Bioinformatics Research Center, North Carolina State University, Raleigh, NC 27695-7566, USA.
Bioinformatics. 2010 Jul 15;26(14):1731-7. doi: 10.1093/bioinformatics/btq272. Epub 2010 May 25.
The quality control (QC) filtering of single nucleotide polymorphisms (SNPs) is an important step in genome-wide association studies to minimize potential false findings. SNP QC commonly uses expert-guided filters based on QC variables [e.g. Hardy-Weinberg equilibrium, missing proportion (MSP) and minor allele frequency (MAF)] to remove SNPs with insufficient genotyping quality. The rationale of the expert filters is sensible and concrete, but its implementation requires arbitrary thresholds and does not jointly consider all QC features.
We propose an algorithm that is based on principal component analysis and clustering analysis to identify low-quality SNPs. The method minimizes the use of arbitrary cutoff values, allows a collective consideration of the QC features and provides conditional thresholds contingent on other QC variables (e.g. different MSP thresholds for different MAFs).
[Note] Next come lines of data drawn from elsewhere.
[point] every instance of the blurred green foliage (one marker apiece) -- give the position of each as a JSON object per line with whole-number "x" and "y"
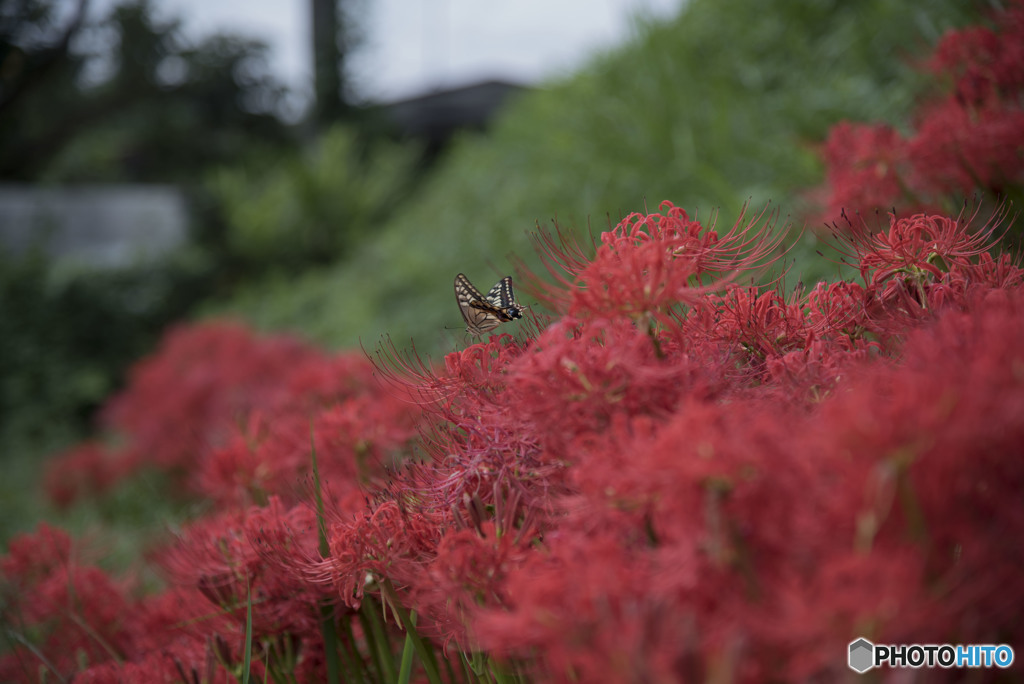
{"x": 723, "y": 105}
{"x": 67, "y": 335}
{"x": 310, "y": 208}
{"x": 123, "y": 96}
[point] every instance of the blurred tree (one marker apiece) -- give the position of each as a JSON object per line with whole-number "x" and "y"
{"x": 125, "y": 97}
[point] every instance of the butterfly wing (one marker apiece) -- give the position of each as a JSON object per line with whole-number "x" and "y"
{"x": 480, "y": 315}
{"x": 502, "y": 297}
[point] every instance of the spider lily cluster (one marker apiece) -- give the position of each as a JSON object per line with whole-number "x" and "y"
{"x": 677, "y": 477}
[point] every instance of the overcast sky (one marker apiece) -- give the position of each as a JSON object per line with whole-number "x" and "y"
{"x": 413, "y": 46}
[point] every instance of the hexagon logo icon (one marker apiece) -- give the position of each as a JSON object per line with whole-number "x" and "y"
{"x": 861, "y": 655}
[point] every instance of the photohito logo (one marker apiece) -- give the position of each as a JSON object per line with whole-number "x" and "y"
{"x": 863, "y": 655}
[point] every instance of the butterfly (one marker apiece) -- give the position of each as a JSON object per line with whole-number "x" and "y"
{"x": 484, "y": 312}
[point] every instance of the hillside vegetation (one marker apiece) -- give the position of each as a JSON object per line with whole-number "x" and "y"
{"x": 725, "y": 104}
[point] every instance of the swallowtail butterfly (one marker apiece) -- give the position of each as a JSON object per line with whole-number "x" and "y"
{"x": 484, "y": 312}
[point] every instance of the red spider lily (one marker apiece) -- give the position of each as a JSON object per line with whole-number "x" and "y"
{"x": 232, "y": 559}
{"x": 967, "y": 143}
{"x": 650, "y": 263}
{"x": 58, "y": 609}
{"x": 866, "y": 167}
{"x": 985, "y": 63}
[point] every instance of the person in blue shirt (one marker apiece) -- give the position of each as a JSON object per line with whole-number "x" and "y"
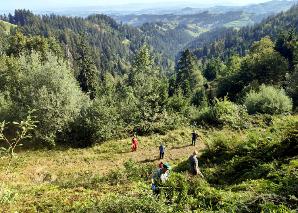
{"x": 194, "y": 136}
{"x": 159, "y": 177}
{"x": 162, "y": 149}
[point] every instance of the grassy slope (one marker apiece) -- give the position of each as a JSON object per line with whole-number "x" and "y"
{"x": 238, "y": 176}
{"x": 59, "y": 174}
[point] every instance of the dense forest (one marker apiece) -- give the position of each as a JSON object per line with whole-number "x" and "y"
{"x": 83, "y": 82}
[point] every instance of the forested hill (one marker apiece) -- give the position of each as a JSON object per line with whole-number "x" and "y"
{"x": 111, "y": 44}
{"x": 249, "y": 14}
{"x": 225, "y": 42}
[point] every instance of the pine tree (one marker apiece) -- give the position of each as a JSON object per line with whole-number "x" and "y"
{"x": 88, "y": 74}
{"x": 189, "y": 77}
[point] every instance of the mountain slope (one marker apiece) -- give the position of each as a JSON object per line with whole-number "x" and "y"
{"x": 225, "y": 42}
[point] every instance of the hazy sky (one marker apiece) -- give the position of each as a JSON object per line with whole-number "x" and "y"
{"x": 38, "y": 4}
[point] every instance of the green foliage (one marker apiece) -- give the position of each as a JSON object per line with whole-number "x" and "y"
{"x": 96, "y": 122}
{"x": 22, "y": 132}
{"x": 214, "y": 69}
{"x": 88, "y": 74}
{"x": 54, "y": 95}
{"x": 189, "y": 77}
{"x": 264, "y": 64}
{"x": 127, "y": 204}
{"x": 223, "y": 113}
{"x": 268, "y": 100}
{"x": 292, "y": 88}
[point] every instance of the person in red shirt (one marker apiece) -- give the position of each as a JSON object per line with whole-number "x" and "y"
{"x": 134, "y": 144}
We apply our method to the seven studies from the Wellcome Trust Case Control Consortium and the major depressive disorder study from the Genetic Association Information Network. We measured the performance of our method compared to the expert filters based on the following criteria: (i) percentage of SNPs excluded due to low quality; (ii) inflation factor of the test statistics (lambda); (iii) number of false associations found in the filtered dataset; and (iv) number of true associations missed in the filtered dataset. The results suggest that with the same or fewer SNPs excluded, the proposed algorithm tends to give a similar or lower value of lambda, a reduced number of false associations, and retains all true associations.
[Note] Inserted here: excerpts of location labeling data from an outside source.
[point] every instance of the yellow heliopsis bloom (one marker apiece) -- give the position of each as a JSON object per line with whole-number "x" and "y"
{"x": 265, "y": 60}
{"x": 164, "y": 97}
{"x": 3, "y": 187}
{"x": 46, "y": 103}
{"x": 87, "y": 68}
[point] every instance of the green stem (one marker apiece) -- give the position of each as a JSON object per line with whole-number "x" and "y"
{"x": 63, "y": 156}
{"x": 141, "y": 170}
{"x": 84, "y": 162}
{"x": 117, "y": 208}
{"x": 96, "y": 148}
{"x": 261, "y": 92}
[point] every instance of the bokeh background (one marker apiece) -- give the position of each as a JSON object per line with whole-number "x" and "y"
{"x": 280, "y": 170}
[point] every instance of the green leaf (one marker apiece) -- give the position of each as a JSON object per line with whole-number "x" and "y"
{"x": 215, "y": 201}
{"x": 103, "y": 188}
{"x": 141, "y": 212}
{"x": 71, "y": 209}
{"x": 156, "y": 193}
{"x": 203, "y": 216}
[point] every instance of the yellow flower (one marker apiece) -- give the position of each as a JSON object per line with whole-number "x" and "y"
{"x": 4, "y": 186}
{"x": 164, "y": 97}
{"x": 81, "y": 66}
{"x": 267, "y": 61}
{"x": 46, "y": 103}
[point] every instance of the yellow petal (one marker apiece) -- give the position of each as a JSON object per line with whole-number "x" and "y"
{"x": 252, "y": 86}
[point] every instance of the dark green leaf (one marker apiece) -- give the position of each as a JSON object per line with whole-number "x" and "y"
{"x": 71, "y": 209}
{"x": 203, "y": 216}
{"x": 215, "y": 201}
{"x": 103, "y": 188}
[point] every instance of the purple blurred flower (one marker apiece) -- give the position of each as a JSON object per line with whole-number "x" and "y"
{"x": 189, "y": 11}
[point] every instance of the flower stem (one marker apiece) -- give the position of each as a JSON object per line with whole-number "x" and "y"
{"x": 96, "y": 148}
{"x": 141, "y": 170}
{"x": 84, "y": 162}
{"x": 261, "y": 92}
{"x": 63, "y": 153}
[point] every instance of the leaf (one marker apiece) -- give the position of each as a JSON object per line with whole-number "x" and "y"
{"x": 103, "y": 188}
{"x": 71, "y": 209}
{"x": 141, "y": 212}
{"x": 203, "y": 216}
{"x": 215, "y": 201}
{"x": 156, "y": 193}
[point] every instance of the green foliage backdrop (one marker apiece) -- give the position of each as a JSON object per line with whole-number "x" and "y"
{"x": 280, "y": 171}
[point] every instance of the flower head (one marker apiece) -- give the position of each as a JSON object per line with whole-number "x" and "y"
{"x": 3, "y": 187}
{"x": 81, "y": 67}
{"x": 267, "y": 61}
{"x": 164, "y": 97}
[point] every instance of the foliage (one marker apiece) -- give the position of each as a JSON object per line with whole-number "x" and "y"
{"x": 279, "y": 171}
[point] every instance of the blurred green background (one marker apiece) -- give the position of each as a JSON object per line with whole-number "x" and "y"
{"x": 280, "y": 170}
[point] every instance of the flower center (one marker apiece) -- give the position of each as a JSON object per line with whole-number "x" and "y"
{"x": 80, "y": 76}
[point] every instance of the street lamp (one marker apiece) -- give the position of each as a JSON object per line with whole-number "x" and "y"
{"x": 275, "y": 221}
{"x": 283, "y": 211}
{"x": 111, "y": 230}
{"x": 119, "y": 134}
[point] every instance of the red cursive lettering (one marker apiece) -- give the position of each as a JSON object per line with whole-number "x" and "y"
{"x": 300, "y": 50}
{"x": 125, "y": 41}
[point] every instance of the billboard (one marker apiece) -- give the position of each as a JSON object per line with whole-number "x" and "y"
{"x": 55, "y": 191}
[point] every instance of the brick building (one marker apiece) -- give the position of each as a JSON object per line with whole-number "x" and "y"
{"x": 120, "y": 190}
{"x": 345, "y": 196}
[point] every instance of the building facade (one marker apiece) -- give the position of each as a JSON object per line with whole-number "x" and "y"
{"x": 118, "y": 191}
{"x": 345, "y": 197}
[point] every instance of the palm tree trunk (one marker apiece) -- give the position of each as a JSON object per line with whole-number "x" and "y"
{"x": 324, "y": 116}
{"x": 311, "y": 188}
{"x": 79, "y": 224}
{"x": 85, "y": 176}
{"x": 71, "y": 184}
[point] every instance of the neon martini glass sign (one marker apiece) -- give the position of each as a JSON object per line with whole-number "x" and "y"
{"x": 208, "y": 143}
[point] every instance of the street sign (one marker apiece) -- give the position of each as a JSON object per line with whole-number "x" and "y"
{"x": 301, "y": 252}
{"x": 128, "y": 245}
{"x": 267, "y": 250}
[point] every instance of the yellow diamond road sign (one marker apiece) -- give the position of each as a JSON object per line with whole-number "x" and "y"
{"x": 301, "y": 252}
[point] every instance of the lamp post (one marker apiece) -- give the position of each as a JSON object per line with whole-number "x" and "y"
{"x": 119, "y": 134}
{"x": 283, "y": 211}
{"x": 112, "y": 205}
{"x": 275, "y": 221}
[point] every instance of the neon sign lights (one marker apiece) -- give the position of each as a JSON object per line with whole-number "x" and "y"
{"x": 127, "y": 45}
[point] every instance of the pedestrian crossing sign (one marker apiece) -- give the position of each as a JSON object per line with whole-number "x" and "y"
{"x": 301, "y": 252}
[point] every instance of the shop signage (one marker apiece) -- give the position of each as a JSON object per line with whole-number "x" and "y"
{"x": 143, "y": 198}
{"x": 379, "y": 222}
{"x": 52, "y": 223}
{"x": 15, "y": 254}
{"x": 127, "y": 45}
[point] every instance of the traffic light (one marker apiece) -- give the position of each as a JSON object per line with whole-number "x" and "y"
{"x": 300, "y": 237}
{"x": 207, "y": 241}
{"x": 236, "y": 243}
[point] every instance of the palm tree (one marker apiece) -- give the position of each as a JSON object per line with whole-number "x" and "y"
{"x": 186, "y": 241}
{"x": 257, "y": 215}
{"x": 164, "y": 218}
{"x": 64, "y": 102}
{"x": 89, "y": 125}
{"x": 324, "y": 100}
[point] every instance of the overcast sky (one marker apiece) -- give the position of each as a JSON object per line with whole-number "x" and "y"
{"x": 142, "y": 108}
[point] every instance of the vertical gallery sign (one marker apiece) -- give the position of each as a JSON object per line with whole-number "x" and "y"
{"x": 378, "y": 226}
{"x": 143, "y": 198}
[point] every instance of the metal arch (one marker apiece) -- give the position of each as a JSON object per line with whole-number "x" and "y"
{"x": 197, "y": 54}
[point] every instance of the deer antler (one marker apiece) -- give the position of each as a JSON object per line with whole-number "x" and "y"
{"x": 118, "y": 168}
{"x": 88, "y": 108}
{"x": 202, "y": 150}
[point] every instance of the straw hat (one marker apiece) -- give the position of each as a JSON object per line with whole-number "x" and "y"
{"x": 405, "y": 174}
The algorithm is available at http://www4.stat.ncsu.edu/jytzeng/software.php
质量控制 (QC) 过滤单核苷酸多态性 (SNP) 是全基因组关联研究中的一个重要步骤,可最大限度地减少潜在的错误发现。SNP QC 通常使用基于 QC 变量的专家指导过滤器(例如 Hardy-Weinberg 平衡、缺失比例 (MSP) 和次要等位基因频率 (MAF))来去除基因型质量不足的 SNP。专家过滤器的原理是合理且具体的,但它的实施需要任意的阈值,并且不能共同考虑所有 QC 特征。
我们提出了一种基于主成分分析和聚类分析的算法来识别低质量 SNP。该方法最大限度地减少了任意截止值的使用,允许集体考虑 QC 特征,并根据其他 QC 变量(例如,不同 MAF 的不同 MSP 阈值)提供条件阈值。我们将我们的方法应用于来自 Wellcome Trust 病例对照联盟的七项研究和来自遗传关联信息网络的重度抑郁症研究。我们根据以下标准衡量我们的方法与专家过滤器的性能:(i) 由于质量低而排除的 SNP 百分比;(ii) 检验统计量的膨胀因子 (lambda);(iii) 在过滤数据集发现的虚假关联数量;和 (iv) 在过滤数据集错过的真实关联数量。结果表明,使用相同或更少的 SNP 排除,所提出的算法往往会给出相似或更低的 lambda 值、更少的虚假关联,并保留所有真实关联。